"3" is to "trilogy" what "2" is to ". . ."

FWIW, all four Alien movies were packaged in a Quadrilogy. I kinda like the sound of that.

I vote Duology as well.

coupling

Brace.

Well that’s true. :eek:

I suppose I was thinking of a conversation that went:

“Have you read the …?”

and was trying to make words that fitted into that.

I’ve seen it used for books. The example that comes to mind is Stephen Donaldson’s Mordant’s Need books. Some reviewer (Dave Langford?) was commenting how the diptych format was becoming more popular.

You know, long ago a trilogy was more than just the second and third books in a series. In fact, in the far distant past, like the 1960’s there was some regular discussion about Tolkien’s work not being a trilogy at all.

A trilogy was supposed to be three complete, and basically only thematically related stories, showing variations on the same general set of circumstances. “Mutiny on the Bounty” was one such book. The other books dealt with What it was like after the mutiny for the mutineers, and one on what Captain Bligh was like when he was captain of a twelve foot dingy. Neither of the other books had the public following.

Tris

Good point. I was thinking about " a book and its sequel" being a way to describe a series of two related books.

You make a good point that it’s not quite the same structure and use.

A series of four novels can be a quartet, witness Paul Scott’s The Raj Quartet (The Jewel in the Crown, The Day of the Scorpion, The Towers of Silence, A Division of the Spoils) and Lawrence Durrell’s The Alexandria Quartet (Justine, Balthazar, Mountolive, Clea).

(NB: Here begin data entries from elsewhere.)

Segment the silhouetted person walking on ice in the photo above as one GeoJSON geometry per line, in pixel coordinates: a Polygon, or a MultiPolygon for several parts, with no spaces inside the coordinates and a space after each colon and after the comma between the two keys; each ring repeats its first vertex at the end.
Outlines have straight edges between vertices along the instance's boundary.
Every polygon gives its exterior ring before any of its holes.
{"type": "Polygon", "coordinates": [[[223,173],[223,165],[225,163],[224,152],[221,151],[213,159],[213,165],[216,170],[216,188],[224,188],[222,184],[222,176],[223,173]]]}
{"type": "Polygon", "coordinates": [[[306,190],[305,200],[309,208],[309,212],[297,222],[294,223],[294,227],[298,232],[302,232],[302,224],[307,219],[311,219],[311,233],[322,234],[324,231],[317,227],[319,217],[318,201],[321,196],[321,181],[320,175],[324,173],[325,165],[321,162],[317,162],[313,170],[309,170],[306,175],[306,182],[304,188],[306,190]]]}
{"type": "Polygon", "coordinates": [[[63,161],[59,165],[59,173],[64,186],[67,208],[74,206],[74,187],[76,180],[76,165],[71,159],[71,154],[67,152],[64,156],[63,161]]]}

Fantasy author Dennis McKiernan has a pair of books out refered to (on the covers) as the Silver Call Duology. So some publisher went with it, anyway.

Another reason, as Tolkien discussed in his Letters (ed. by Humphrey Carpenter) was that the UK still had post-WW2 paper rationing of some sort, and the publisher couldn’t print LOTR in a single volume at the time.

And Marjorie B. Kellogg’s Dragon Quartet.

Sorry for the belated thanks; away from a computer for a couple days. I was trying to figure out how to title a display on Clint Eastwood’s recent WWII, um, double feature. I settled on “double feature,” even though that’s not very exact. “Duology” is probably more correct, but it would probably confuse our customers to the point of catatonia or grand mal.

E.g., Kim Stanley Robinson’s “Three Californias Trilogy.”